I believe consistency in title opinion format is important for several reasons. The first reason is law firm branding. If the reader is a lawyer, irrespective of whether the lawyer agrees with the recommendations in this paper, or unless the lawyer is a solo practitioner, the lawyer will always be faced with the issue of consistency between the title opinion format that she or he uses and those used by her or his other colleagues in the same law firm, particularly when a common client is being served. There can be no justification for such differences other than inertia, indifference, and simply not taking the time to reconcile. Clients will notice and will have a less favorable impression of the law firm.
Second, consider the opportunity that having a single, firm-wide consistent title opinion template presents. Most lawyers hate having to bother with things as mundane as formatting and structure of documents. Regardless of what you think a “form” title opinion template should look like, find one and stick with it. Then train your paralegals and assistants to become passionate about form, structure, and above all, consistency. Then you can focus less on format, structure and consistency and more on legal analysis and conclusions, which at the end of the day is what you are being paid for by the client.
The Long Form example may have more detail and be more cumbersome in situations involving a very brief title, but it is nevertheless part of the same wardrobe, so to speak, as the Form Opinion (Appendix B). When all these factors are considered—branding, consistency, and leveraging off paralegals and assistants, the longer length of the Long Form example can be rationalized, even when the underlying title is very simple.
The length and scope of a formal “Limitations” section is another feature of title opinions for which there are considerable differences between examiners. Examiners are sometimes accused of overkill when it comes to Limitations sections in title opinions. Morgenthaler39 has a rule that addresses this, Rule No. 13, “Don’t Try to Limit Your Liability.”40 Morgenthaler, however, was talking more about ethical issues that arise when a lawyer seeks to totally evade liability for a title opinion similar to an abstract company.
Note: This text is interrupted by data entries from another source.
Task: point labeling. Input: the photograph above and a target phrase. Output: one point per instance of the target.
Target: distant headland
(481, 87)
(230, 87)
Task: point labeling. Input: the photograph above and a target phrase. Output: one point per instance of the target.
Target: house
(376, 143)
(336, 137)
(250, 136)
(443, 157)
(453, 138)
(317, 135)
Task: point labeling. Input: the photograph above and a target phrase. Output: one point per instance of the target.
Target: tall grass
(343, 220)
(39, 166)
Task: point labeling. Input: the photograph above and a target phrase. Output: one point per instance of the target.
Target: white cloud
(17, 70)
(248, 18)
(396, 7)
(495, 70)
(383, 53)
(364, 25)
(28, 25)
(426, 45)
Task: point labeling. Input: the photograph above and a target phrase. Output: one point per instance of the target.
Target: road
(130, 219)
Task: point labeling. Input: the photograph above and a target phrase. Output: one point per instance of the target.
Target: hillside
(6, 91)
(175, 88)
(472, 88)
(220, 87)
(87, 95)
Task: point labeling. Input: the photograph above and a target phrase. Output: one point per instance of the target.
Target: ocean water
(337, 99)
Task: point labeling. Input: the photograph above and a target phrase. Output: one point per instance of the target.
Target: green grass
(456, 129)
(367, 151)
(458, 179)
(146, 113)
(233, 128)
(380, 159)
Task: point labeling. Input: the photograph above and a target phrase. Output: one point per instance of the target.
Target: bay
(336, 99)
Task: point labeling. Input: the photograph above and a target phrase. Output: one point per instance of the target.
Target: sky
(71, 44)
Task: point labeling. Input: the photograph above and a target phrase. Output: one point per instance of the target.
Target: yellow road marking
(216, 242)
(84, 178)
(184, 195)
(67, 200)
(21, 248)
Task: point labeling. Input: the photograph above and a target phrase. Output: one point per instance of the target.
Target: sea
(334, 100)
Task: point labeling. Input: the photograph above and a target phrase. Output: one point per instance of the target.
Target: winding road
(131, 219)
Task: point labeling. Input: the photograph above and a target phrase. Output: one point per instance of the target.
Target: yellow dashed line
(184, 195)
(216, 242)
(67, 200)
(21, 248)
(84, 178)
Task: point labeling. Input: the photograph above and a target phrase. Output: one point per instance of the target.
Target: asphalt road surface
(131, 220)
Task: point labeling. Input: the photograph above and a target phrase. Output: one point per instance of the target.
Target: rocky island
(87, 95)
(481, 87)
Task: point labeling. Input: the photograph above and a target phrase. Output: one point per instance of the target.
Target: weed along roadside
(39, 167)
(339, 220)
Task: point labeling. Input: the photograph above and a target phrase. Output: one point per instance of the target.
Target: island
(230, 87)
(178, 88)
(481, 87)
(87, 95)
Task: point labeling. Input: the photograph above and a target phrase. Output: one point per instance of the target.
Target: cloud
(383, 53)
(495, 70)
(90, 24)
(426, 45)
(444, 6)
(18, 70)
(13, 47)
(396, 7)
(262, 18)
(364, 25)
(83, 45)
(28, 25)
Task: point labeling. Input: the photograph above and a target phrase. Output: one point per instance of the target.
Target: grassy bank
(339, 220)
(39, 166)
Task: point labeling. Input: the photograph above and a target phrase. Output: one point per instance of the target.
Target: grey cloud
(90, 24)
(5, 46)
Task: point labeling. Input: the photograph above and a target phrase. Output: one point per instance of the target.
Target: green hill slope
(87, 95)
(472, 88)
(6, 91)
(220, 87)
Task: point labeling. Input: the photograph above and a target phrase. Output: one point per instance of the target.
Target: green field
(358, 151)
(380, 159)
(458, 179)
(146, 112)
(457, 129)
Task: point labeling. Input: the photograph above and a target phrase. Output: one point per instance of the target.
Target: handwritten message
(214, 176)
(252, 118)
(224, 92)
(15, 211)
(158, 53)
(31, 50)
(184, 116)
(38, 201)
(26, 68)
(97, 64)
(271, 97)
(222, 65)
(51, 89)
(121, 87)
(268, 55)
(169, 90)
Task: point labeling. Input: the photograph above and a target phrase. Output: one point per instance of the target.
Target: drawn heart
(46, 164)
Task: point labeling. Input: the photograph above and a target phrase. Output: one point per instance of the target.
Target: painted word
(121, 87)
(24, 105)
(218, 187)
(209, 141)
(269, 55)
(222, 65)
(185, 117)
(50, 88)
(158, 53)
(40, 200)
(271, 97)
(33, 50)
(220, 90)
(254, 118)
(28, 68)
Morgenthaler’s own form opinion examples contain what he calls “Exceptions,” which are the same as Limitations, although admittedly he is more concise than many other examiners might be (including myself) consistent with his overall philosophy.
My own view is that clients rarely read the Limitations section in title opinions, anyway. But if you are going to have a Limitations section, you might as well make it comprehensive. The larger the law firm the more sensitive firm management may be about malpractice exposure when it comes to title opinions. Prudence may suggest use of as expansive a Limitations section as possible consistent with industry practice (but that would be difficult to define given the disparity among examiners). Going too far in a Limitations section can annoy clients. So tailor the Limitations section accordingly, but whatever version you decide upon, use it consistently throughout your firm.